I am a queer, neurodivergent artist. Drawing plays a prominent role in my practice. Hyperfocused, I lose myself in responding to the multiple stimuli of everyday life and experience. This is practice in which I attempt to untangle and better understand my behavior, thought processes, and how my neurodiversity affects my life in ways that are sometimes joyful and sometimes difficult. This hyperfocused way of working can be offset by the constant distractions and interruptions of my body and brain, including its physiological and rhythmic patterns such as menstruation. These often cause me to have to move and work back and forth between various processes and media. Rather than seeing this as a negative, I open myself to using it as a prompt to search for experimental and alternative ways of working, like using my body as medium for printing when I feel I need to be more directly and physically engaged in the process of creation.

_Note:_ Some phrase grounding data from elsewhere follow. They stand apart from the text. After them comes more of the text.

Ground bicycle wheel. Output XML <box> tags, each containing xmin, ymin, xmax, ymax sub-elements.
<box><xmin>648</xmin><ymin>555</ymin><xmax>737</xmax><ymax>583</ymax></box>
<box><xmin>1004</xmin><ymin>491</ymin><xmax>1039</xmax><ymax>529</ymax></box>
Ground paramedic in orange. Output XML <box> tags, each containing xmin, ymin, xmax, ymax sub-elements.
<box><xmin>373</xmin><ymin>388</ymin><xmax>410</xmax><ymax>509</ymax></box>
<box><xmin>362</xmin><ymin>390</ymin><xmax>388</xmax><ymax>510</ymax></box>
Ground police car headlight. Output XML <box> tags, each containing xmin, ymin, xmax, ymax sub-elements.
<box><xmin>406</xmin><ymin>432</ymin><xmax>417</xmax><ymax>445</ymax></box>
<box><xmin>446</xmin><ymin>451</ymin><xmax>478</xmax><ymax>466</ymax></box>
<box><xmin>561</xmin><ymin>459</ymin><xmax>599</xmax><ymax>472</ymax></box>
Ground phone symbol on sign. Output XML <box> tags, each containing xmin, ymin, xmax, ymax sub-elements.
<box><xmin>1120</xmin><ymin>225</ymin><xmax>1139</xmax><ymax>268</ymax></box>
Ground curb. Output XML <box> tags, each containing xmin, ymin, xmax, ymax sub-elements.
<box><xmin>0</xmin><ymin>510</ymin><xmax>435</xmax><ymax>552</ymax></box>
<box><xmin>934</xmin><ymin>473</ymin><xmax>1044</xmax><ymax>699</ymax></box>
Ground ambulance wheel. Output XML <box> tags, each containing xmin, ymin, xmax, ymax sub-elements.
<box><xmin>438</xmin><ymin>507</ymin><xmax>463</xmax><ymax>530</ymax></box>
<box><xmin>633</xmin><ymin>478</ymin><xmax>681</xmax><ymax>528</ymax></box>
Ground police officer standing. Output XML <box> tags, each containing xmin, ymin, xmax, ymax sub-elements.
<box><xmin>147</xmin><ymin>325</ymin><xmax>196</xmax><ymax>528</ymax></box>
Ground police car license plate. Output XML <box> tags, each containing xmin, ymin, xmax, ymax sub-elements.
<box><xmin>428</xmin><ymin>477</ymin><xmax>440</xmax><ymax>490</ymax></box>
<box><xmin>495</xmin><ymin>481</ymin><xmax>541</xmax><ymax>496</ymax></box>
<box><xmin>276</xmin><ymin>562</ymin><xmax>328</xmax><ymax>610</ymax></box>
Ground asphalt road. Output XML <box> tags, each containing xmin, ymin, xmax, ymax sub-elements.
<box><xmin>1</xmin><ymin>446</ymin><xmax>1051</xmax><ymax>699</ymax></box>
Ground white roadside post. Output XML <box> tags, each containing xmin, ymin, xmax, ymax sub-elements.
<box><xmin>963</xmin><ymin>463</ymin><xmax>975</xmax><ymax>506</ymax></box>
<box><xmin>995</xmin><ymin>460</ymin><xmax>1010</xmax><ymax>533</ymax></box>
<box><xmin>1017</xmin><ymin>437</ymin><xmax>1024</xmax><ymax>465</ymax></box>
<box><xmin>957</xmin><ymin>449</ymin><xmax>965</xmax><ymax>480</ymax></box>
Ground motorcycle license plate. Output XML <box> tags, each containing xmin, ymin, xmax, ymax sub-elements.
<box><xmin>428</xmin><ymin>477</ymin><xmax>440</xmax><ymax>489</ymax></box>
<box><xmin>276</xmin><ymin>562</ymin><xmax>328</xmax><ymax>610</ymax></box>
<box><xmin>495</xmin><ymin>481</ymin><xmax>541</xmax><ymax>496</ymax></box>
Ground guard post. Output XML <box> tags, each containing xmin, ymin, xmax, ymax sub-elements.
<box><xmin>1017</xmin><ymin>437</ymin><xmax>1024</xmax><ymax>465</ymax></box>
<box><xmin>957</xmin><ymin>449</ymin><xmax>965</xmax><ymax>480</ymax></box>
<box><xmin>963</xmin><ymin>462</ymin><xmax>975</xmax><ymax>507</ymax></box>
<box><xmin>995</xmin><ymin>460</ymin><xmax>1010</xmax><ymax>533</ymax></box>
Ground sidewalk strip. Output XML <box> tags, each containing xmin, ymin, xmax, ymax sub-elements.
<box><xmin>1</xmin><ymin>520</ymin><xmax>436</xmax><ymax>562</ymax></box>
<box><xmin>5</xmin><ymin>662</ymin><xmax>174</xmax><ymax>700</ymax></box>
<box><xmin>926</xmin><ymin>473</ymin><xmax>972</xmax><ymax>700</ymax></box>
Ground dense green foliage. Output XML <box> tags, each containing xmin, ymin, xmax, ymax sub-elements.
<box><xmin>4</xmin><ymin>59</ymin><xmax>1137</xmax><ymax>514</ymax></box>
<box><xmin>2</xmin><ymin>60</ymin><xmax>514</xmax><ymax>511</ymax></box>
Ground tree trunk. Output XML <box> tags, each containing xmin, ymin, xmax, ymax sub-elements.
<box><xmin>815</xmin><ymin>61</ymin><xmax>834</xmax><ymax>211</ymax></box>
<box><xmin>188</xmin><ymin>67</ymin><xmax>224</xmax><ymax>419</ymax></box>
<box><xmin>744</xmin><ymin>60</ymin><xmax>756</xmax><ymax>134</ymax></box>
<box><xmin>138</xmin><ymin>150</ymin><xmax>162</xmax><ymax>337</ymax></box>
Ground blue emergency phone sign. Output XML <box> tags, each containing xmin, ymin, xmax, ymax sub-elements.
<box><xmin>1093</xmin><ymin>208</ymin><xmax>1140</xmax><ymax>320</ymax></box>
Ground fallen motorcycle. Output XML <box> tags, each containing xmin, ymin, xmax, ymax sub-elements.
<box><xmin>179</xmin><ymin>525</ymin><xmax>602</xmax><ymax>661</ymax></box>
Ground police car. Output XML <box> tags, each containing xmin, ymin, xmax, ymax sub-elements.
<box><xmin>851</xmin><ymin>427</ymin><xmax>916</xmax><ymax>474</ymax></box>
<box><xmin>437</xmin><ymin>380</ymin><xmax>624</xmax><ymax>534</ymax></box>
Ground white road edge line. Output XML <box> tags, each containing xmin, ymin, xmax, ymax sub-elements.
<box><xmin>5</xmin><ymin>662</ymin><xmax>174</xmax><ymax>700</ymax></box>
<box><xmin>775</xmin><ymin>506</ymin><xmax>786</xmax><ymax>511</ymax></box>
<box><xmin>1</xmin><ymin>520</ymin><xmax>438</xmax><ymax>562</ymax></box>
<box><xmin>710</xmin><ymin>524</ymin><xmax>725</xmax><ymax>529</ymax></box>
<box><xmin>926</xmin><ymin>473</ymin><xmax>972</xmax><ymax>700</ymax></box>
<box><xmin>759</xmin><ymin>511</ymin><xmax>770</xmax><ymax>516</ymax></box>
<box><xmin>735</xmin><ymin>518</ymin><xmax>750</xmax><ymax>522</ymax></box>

I also make use of my sensory 'stimming' activities, incorporating these into my working process. The intensely detailed results can then be worked over and re-used as dense layers of visual information in my collages and drawings. This all results in work that can seem, at first glance, overwhelmingly complex, but is in fact the result of carefully considered composition which rewards sustained attention on the part of the viewer. My work varies in scale. Sometimes individual works come to be combined into larger composite works. Sometimes elements of one work are salvaged as elements in a new one. Through these same processes originally two-dimensional works often come to be three-dimensional pieces, without losing the trace of their original form.